Göktürk alfabesinde o harfi u sesini belirtmek için de kullanıldı. Uygur alfabesinde o,ö,u,ü sesleri aynı işâretle gösterildi. Osmanlı alfabesinde o sesi kelime başında elif ve vav harfleriyle, kelime ortasında vav veya ötre ile gösterilirdi.
Türkçe'de normal olarak yalnız kelime başında ve ilk hecede bulunur. İkinci ve daha sonraki hecelerde o kullanılmaz. Oğul, ok, orta, oyun, otuz gibi kelimelerde o kelime başında; kol, yol, çocuk, boyun, koyun, komşu gibi Türkçe kelimelerde ise birinci hecede kullanılmıştır.

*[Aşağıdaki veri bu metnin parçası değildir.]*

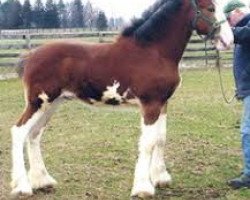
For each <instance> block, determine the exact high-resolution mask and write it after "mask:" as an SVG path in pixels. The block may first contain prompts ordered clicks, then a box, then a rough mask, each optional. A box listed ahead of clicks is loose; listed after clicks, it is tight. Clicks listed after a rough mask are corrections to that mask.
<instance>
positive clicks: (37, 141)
mask: <svg viewBox="0 0 250 200" xmlns="http://www.w3.org/2000/svg"><path fill="white" fill-rule="evenodd" d="M58 103H59V99H58V100H55V101H54V102H53V103H52V104H51V105H50V106H49V107H48V108H47V110H46V112H45V113H44V115H43V116H42V117H41V118H40V120H39V121H38V122H37V124H36V126H34V127H33V129H32V131H31V132H30V134H29V137H28V140H27V152H28V157H29V164H30V170H29V173H28V178H29V181H30V184H31V187H32V189H39V188H46V187H53V186H54V185H56V184H57V182H56V181H55V179H54V178H52V177H51V176H50V175H49V173H48V171H47V169H46V167H45V164H44V161H43V158H42V154H41V149H40V140H41V137H42V134H43V131H44V129H45V126H46V124H47V122H48V121H49V119H50V118H51V116H52V114H53V113H54V111H55V109H56V107H57V105H58Z"/></svg>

Fiillerde yarımak fiilinden gelen "yor" eki bu kaideye uymaz. Bileşik kelimeler (kara-kol) ile yabancı dillerden gelen kelimelerde bu kâideye uyulmadığı görülür (doktor, ambargo, bilanço, kadro vb.). Hattâ böyle kelimelerde "o" sesi "u" veya "a" ya dönüşür. (otomobil-domabil, horoz-horuz, avukat-avoka gibi).
O, ünlem: Hayret, memnuniyet, şaşırma gibi duyguları anlatmak için kullanılır. Ancak seste söylerken bir uzunluk vardır. "O! Bu cami ne kadar güzel."
O, üçüncü tekil şahıs zamiri: O bir çocuktu.
O, işâret sıfatı: Dünyâ hayâtının fâni olduğunu, o nîmeti çabucak kaybedeceğini düşün! Yalnız bu, şu işâret sıfatlarının yanında daha da uzağı ifâde eder, "bu ağaç, şu çocuk, o köy" gibi. Bu durum işâret zamiri için de aynı şekilde bir mânâ verir.
(O) çeşitli deyimlerde kullanılır. Onu bunu bilmem, o tarakta bezim yok, o gün, bu gün vb.